ATR can help to determine to trade size by indicating how much a particular asset moves, so you don't take an unnecessarily large position on an instrument that is very volatile. In general, the higher the ATR, the smaller the position and vice versa.
A common mistake of novice traders is setting a stop loss too tight, so using ATR can help you set a stop loss at a level to account for daily market swings. If the ATR is high, you can expect wider movements and therefore set the SL at a wider distance to avoid being stopped out prematurely, whereas a low ATR suggests not much of a price range and you may therefore set the SL at a tighter level. The same logic applies to take profit levels.
Another common application is the chandelier exit strategy, whereby a trailing stop is placed below the highest high since the position has been opened. The distance between the stop level and the highest high is determined based on some multiple of ATR. So, for example, a trader may subtract 2X the ATR value from the highest high.
You could also use the same process as above to set Stop Loss at a particular distance from the support or resistance levels.
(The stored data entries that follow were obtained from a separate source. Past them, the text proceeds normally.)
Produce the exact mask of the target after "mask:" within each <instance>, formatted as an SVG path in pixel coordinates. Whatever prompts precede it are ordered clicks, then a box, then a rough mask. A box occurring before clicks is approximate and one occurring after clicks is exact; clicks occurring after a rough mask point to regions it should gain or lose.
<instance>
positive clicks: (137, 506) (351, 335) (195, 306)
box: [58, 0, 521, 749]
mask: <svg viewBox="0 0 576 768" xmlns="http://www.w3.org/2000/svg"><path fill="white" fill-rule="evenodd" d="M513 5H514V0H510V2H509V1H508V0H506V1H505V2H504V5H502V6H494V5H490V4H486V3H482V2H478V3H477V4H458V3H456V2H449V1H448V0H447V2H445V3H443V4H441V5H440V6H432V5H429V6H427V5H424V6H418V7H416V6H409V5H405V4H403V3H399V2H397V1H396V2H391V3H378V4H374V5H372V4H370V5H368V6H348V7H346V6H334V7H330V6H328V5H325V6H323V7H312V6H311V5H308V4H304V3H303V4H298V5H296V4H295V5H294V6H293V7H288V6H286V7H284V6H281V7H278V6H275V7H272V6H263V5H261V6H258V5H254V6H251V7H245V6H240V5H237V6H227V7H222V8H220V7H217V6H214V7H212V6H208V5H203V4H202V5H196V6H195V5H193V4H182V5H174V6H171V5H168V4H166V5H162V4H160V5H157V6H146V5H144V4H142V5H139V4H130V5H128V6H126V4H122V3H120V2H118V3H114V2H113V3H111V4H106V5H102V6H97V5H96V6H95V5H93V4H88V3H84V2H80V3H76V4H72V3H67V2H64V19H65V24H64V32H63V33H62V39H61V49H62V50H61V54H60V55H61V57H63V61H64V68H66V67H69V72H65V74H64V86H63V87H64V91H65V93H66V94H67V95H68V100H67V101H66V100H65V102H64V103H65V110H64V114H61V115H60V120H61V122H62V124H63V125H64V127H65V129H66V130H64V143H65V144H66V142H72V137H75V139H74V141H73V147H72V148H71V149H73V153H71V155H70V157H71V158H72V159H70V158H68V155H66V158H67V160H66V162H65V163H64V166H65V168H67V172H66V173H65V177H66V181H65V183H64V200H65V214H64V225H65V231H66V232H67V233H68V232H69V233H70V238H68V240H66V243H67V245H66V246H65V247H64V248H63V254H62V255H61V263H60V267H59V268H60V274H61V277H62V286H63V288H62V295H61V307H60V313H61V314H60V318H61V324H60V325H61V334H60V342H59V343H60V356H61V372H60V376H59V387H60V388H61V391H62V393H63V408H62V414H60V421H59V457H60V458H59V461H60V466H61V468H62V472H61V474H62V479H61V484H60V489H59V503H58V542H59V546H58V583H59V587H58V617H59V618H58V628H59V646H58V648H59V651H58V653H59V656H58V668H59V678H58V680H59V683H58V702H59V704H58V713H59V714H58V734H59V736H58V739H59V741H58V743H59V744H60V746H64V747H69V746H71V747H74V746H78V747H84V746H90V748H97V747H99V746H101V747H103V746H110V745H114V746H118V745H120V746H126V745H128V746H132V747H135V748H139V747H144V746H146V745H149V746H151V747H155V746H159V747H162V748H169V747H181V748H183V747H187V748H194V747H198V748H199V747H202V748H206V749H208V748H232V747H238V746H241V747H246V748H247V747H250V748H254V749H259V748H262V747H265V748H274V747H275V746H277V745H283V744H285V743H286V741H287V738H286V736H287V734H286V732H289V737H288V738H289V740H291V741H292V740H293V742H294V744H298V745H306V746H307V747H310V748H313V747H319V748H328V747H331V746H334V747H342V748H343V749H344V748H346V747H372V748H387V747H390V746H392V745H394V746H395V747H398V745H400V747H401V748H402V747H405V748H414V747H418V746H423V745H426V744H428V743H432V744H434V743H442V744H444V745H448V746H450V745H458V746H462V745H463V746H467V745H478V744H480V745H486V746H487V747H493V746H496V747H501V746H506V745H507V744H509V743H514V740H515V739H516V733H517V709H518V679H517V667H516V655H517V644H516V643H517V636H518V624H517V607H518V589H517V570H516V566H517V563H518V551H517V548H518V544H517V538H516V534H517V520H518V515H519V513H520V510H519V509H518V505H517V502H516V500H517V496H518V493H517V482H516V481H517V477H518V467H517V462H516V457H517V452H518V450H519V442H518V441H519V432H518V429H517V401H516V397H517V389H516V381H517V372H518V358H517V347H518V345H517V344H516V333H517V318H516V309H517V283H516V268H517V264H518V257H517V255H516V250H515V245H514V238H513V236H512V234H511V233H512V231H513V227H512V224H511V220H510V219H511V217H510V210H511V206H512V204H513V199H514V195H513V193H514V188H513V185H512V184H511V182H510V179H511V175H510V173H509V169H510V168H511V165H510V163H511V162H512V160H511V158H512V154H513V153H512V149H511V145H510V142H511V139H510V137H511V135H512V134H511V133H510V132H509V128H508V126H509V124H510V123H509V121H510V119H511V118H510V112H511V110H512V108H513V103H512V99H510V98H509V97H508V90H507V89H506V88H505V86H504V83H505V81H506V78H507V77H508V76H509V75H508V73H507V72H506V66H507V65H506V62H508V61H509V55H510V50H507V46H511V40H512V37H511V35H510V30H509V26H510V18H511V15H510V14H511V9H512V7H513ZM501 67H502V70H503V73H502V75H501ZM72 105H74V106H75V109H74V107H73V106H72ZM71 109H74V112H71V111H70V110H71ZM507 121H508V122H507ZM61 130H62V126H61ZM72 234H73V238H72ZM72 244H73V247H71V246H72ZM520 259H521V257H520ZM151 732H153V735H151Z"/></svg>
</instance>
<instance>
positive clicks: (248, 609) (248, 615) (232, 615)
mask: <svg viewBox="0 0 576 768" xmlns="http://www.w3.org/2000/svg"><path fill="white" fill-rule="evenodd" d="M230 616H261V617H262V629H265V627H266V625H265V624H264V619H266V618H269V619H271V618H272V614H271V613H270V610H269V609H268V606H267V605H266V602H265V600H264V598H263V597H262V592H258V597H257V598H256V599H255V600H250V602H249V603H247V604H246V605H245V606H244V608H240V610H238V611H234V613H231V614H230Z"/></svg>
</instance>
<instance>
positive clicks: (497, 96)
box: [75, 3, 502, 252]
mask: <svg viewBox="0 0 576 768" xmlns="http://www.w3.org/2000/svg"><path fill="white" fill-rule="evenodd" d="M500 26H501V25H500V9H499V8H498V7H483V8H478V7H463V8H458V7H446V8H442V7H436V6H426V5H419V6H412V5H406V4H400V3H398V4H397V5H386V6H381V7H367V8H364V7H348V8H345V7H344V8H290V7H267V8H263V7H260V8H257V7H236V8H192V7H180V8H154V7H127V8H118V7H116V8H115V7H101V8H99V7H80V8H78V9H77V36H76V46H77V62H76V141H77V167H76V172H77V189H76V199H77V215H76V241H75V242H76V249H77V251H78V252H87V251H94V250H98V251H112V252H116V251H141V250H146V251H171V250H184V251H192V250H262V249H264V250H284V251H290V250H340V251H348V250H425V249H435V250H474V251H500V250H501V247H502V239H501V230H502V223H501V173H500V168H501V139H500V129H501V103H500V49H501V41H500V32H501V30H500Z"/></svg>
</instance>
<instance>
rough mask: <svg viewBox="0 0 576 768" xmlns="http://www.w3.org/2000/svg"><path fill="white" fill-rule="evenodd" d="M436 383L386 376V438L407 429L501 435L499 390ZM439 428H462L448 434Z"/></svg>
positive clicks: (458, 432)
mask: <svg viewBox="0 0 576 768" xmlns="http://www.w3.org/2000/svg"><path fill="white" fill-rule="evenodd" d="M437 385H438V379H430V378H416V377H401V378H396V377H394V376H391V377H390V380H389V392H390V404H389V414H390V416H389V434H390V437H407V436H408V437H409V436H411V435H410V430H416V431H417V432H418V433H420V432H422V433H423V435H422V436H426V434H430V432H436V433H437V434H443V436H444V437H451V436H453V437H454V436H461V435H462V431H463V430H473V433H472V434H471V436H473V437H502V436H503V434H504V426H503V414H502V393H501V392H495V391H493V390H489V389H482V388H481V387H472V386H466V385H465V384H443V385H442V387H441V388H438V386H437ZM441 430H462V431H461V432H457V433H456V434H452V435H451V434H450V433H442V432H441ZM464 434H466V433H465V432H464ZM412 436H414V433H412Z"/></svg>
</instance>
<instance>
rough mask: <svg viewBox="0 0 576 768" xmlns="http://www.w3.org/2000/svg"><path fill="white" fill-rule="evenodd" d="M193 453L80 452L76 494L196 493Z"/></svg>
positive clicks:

When deciding on a multiple to use, there is no right or wrong answer, it depends on your trading, but of course a smaller multiple will mean smaller trends and a shorter trade, whereas using a bigger multiple allows you to catch the bigger trends and hold the trade for longer. (provided it goes it your direction).
The ATR is only measuring volatility and does not give clear signals or indication of price trend/direction. Therefore, is it very subjective and should be used in conjunction with previous price trends and other data. You should also be on the lookout for misleading signals, for example, an increase in ATR values may be indicating a trend reversal, rather than a continuation or strengthening of the current trend. On the other hand, a trend may be continuing whilst volatility is low.
As we explained, atr is used to measure volatility, so it has limited use in markets that are not liquid or subject to price swings. For example, FX pairs in which the exchange rate is controlled.
Experts suggest combining the ATR with the use of a momentum, or trend indicator, such as the RSI (relative strength index) to help with your trading decisions.
The ATR Indicator is included in the MT4, MT5 & cTrader platforms as standard and has a period setting of 14 as default, however, this is easily adjustable in the indicator preferences.
The indicator will appear as an oscillator on your trading chart, plotting the peaks and troughs of volatility over time, and if you hover your mouse over the line it will display the exact ATR at that moment.
Opening a FxPro forex demo account on Metatrader 4 or any of our other platforms is a great way practice using the indicator and get to grips with it.
Another variation of ATR that is popular is called ATR value indicator and is available as a custom MT4 indicator. The ATR value indicator is a simpler version which displays the MT4 ATR value in pips/points on the chart itself and has an option to set a multiplier.
This makes it a little easier to use to determine take-profit levels, as the MT4 ATR value is shown in the top right corner of the chart. You are also able to edit the 'period', 'multiplier' and 'unit' settings that the ATR value indicator will display.
Another advantage of the MT4 ATR value indicator over the original MT4 ATR indicator is it will not clutter your trading chart by taking up space.
An equivalent custom indicator in cTrader is called 'Average True Range Pips'.
- The Average True Range indicator is one of the most popular and widely used by traders to measure market volatility.
- It does not help to indicate price direction.
- Can be used to confirm trade entries.
- Is especially useful as an exit strategy, to determine SL/TP levels or position size.
Hopefully, you now have a better idea of the way the indicator works and how it can be utilized in CFD trading.